Um nicht persönlich zu werden: Man kann das vielstimmige Geschwätz der FDP nur noch als idiotisch bezeichnen. Erinneren sich FDP-Funktionsträger eigentlich noch an die Wahlziele und an jene. die sie im wesentlichen gewählt haben? Die letzte bundestagswahl lag nicht in der Steinzeit, sondern ist 9 (in Worten: neun) Monate her. Und jetzt versucht Frau Schnarrenberger das sozialistische Dreigestirn (Rot-Rot-Grün) noch links zu überholen. Das nenne politische FDP-Logik: 1. Neues Steuersystem. 2. Steuerentlastung um ca. 30 Mrd. €. 3. Steuersentlastung um 15 Mrd. €. 4. Keine Steuerentlastung. 5. Steuerbelastung um x Mrd. €. ich glaube, einige Leute gehören in die Klappse. in Deutschland gibt es offensichtlich nur unfähige und/oder unaufrichtige Politiker!
F ür D ie P rofiteure
Ein Land kann und muß auch viele Reiche haben.Nur,die ihnen den Reichtum erarbeitet haben,müssen einen gerechten Anteil am Reichtum bekommen.Ein gerechter Lohn muß auch Ziel für den Unternehmer sein,sonst schadet er seinem eigenen Unternehmen.Demotivation,erhöhter Krankenstand und eine Scheißstimmung sind das Ergebnis keiner gerechten Anerkennung.Seit etwa15 Jahren wird immer weniger Wert auf ein gesundes betriebsklima gelegt.Nur der pure Profit steht im Mittelpunkt.Leider spielen die Gewerkschaften eine immer unrühmlichere Rolle.Sie haben sich hinter dem Rücken mit den Arbeitgebern verbündet,statt knallhart die interessen der Arbeitnehmer zu vertreten.Vordergründig wird gegen die Auspressungspolitik gemeckert.Doch schauen wir uns die seit 20 Jahren bekannten Gesichter von Sommer und Co. mal an.Seit dem sie das Sagen haben,sind die Löhne gegenüber unsere europäischen Nachbarn,bis zu 40 % im Rückstand.Die Gewerkschaftsfunktionäre sind eine behäbige,lahme Altherrenkaste,die auf ihre sehr,sehr gute Rente wartet.Für einen richtigen Arbeitskampf sind sie zu verwoben mit den Mächtigen und Reichen im Lande.Flasche leer.Die CDU die auch nur noch die Auspressung der sozial Schwachen und Armen auf ihrer Fahne stehen hat,sind Umfragewerte von 25 % in die Nähe gerückt.Für die fdp hat sich eine Regierungsbeteiligung bei der nächsten bu- Wahl erledigt.Wer die berechtigten interessen der Mehrheit der bevölkerung in unserem Land so mit Füßen tritt,darf nicht mehr gewählt werden.Für Die Profiteure der Krise wird es schwer werden,sich hinter dieser Partei zu verstecken.Denn sehr schnell hat die bevölkerung den wahren Auftrag der Partei erkannt.Laßt die Schwachen,die Arbeitslosen,Hartzer und Armen die Krise bezahlen.Die 5 Milliarden Steuersenkung für eine kleine Gruppe und die Riesen Mövenpickspende,haben uns die Augen geöffnet.Eine Partei,die für die Reichen eine Politik des sozialen Krieges anstrebt,darf keine Verantwortung für ganz Deutschland bekommen.

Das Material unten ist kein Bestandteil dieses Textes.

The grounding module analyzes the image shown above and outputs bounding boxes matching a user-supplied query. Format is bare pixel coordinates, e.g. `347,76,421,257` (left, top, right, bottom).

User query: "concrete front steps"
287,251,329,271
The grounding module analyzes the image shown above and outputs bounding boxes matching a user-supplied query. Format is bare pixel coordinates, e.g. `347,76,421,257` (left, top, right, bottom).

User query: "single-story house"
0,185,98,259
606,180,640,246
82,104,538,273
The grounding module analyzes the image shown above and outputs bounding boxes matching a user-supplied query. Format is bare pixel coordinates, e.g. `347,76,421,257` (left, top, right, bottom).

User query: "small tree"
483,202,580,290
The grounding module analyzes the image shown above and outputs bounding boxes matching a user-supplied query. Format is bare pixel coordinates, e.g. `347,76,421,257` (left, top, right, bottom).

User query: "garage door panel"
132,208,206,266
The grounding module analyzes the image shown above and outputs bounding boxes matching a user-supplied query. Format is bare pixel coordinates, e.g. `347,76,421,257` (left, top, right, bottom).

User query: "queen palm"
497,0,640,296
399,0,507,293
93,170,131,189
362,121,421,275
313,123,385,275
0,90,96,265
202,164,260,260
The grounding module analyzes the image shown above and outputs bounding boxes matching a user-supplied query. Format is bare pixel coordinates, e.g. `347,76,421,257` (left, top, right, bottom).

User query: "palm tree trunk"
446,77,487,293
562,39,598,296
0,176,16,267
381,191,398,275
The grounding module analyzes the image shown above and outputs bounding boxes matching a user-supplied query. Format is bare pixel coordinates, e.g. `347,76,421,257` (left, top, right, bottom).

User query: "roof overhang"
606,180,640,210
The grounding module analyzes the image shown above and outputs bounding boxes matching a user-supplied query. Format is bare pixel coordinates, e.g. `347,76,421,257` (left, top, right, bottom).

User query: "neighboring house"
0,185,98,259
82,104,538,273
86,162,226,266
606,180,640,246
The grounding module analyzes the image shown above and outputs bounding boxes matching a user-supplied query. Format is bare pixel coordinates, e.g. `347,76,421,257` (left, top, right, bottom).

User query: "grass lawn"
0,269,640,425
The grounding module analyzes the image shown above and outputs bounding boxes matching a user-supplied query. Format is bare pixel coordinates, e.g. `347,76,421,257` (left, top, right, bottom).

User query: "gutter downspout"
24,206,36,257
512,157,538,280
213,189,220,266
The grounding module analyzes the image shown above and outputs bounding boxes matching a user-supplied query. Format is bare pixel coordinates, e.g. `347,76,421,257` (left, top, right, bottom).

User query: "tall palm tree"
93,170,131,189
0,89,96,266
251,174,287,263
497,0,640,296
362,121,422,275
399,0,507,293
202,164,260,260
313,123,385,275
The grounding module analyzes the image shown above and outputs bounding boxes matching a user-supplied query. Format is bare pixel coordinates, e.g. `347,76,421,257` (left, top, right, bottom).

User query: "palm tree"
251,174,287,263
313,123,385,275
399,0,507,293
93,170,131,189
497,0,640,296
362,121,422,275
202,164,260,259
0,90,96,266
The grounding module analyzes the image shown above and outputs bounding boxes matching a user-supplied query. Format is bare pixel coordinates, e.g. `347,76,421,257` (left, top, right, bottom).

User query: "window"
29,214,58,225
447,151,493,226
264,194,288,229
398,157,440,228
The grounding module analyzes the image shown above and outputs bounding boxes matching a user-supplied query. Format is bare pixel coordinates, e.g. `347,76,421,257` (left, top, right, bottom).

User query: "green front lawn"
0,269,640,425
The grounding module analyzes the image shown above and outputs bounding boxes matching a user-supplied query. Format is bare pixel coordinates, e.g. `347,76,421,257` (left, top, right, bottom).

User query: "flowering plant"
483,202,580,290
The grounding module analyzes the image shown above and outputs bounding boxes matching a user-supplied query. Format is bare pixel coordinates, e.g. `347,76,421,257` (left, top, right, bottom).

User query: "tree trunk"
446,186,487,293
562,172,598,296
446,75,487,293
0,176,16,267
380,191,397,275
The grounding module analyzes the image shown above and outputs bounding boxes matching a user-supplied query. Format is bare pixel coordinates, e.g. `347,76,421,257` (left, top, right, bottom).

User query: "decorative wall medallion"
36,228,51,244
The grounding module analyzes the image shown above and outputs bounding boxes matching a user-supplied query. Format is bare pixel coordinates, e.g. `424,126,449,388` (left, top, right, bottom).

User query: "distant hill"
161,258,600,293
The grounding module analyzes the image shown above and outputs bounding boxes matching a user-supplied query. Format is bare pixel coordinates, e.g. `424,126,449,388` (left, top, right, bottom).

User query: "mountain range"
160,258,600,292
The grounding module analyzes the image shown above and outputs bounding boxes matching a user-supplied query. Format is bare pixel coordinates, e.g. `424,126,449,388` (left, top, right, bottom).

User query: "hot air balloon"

Die FDP hat seit ihrem Umfragetief eine Menge Gründe für den Niedergang analysiert, aber auf den Pudels Kern sind sie dabei nie gestoßen.
Zusammengefasst trat die FDP für die gesellschaftliche Mitte ein, also die Leistungsträger. Es sollte mehr Netto vom brutto geben, ein einfaches und gerechtes Steuersystem, Abbau von Subventionen und mehr individuelle Freiheit und weniger Staat.
Solange nicht erkennbar ist, daß die FDP eins ihrer Ziele auch in der Regierung durchsetzt, wird der Wähler die Wahrnehmung haben, daß die FDP personell ein Hühnerhaufen ist, der nicht fähig ist, seine ideale auch hartnäckig zu verwirklichen.